Nestlé Continuous Excellence: Operations and beyond
APRIL 2010. Nestlé Continuous Excellence (NCE) had been implemented in 300 factories in 15 countries, and had achieved well over CHF 1.5 billion in cost savings the year before. It had been rolled out using a deployment plan that involved pilot locations that had volunteered for the program. José Lopez, Nestlé’s executive vice president of global operations, had convincingly demonstrated the benefit of NCE in operations. Now he wanted to see it rolled out to the rest of the organization. One major advantage of NCE was its built-in sustainability. It had a sequence of steps, which were supposed to take on average between two to ten years to complete. At each step, there was an assessment of progress against milestones to demonstrate concrete performance improvement in waste elimination. The gate was not a “one-time pass – always pass;” monitoring was done on a regular basis. As such, the gate served as a continuous improvement tool. NCE’s sustainability, employee engagement and impressive financial returns convinced Lopez that if NCE were implemented in other functions, it could serve as the competitive driver for Nestlé.
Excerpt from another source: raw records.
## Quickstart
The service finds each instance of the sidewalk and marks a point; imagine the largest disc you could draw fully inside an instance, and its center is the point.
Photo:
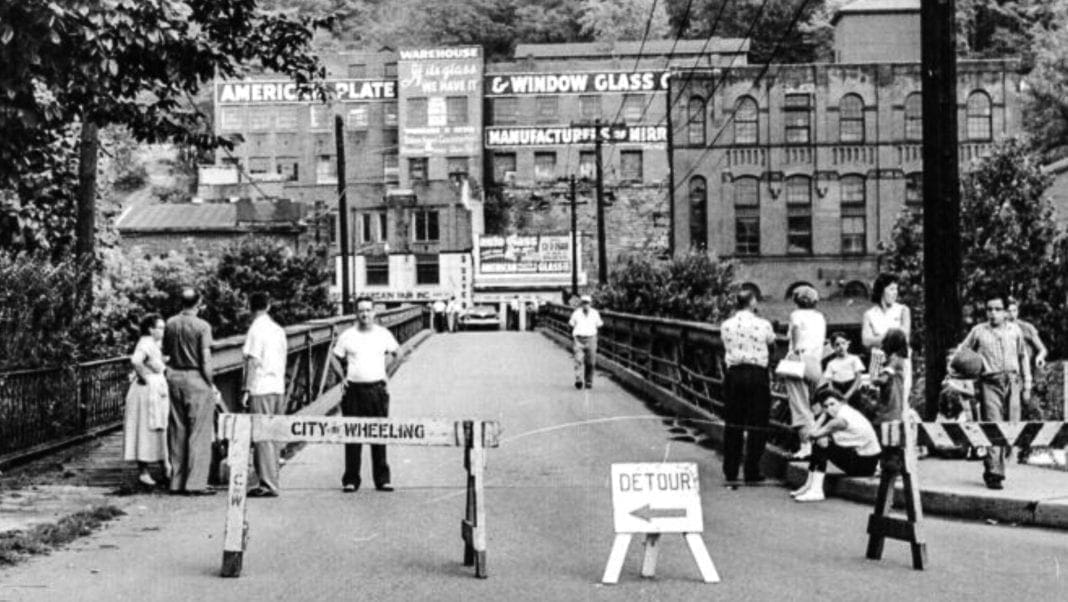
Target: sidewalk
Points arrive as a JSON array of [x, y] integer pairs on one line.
[[1033, 495]]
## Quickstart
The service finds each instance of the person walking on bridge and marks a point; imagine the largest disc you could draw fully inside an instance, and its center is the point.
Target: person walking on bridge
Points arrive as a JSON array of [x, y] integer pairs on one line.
[[747, 387], [364, 351], [584, 322], [187, 342], [264, 391]]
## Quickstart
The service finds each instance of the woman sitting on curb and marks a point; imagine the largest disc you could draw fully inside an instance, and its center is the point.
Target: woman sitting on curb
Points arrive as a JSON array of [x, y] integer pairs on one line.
[[845, 438]]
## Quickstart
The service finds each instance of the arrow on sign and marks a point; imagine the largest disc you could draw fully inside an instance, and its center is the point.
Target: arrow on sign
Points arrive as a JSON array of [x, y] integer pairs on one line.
[[646, 512]]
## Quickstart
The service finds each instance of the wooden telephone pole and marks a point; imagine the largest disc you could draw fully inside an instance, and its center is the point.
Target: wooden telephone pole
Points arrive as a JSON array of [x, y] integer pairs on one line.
[[941, 191]]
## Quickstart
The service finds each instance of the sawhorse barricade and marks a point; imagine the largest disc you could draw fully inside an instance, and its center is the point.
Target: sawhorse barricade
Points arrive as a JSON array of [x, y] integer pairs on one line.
[[899, 441], [241, 430]]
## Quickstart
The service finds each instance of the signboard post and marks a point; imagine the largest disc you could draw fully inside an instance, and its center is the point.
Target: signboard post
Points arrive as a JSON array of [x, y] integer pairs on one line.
[[656, 498]]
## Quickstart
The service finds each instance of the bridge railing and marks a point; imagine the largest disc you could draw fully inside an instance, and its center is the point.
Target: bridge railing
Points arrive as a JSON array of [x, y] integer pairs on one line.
[[45, 408], [682, 358]]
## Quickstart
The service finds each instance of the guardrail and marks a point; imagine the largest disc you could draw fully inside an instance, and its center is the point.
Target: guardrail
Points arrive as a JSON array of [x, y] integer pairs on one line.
[[44, 409], [684, 359]]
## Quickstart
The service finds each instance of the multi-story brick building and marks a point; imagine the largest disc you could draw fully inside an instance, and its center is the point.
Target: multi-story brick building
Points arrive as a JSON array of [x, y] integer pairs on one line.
[[800, 175]]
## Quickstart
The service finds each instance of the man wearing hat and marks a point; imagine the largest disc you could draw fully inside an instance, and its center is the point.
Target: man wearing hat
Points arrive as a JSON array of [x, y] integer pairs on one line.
[[584, 322]]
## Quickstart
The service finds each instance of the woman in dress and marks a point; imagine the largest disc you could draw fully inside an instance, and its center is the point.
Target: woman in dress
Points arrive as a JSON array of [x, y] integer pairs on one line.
[[807, 334], [147, 402]]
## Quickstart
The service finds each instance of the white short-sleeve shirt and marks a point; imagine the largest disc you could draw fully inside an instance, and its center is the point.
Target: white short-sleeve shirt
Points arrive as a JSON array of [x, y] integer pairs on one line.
[[266, 342], [365, 351]]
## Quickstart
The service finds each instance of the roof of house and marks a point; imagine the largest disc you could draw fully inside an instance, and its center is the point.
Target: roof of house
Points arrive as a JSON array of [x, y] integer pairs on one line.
[[633, 48]]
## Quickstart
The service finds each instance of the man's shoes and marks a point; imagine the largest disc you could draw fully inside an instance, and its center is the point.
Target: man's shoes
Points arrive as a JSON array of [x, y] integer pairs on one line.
[[262, 492]]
How should he convince his colleagues on the board?
The objective of this case is to encourage participants to think about (1) how to engage employees across a global organization, (2) how best to convince the top level of management of the benefit of rolling out a successful operations initiative across the entire organization, and (3) to explore the key success factors for the successful roll-out of a global initiative.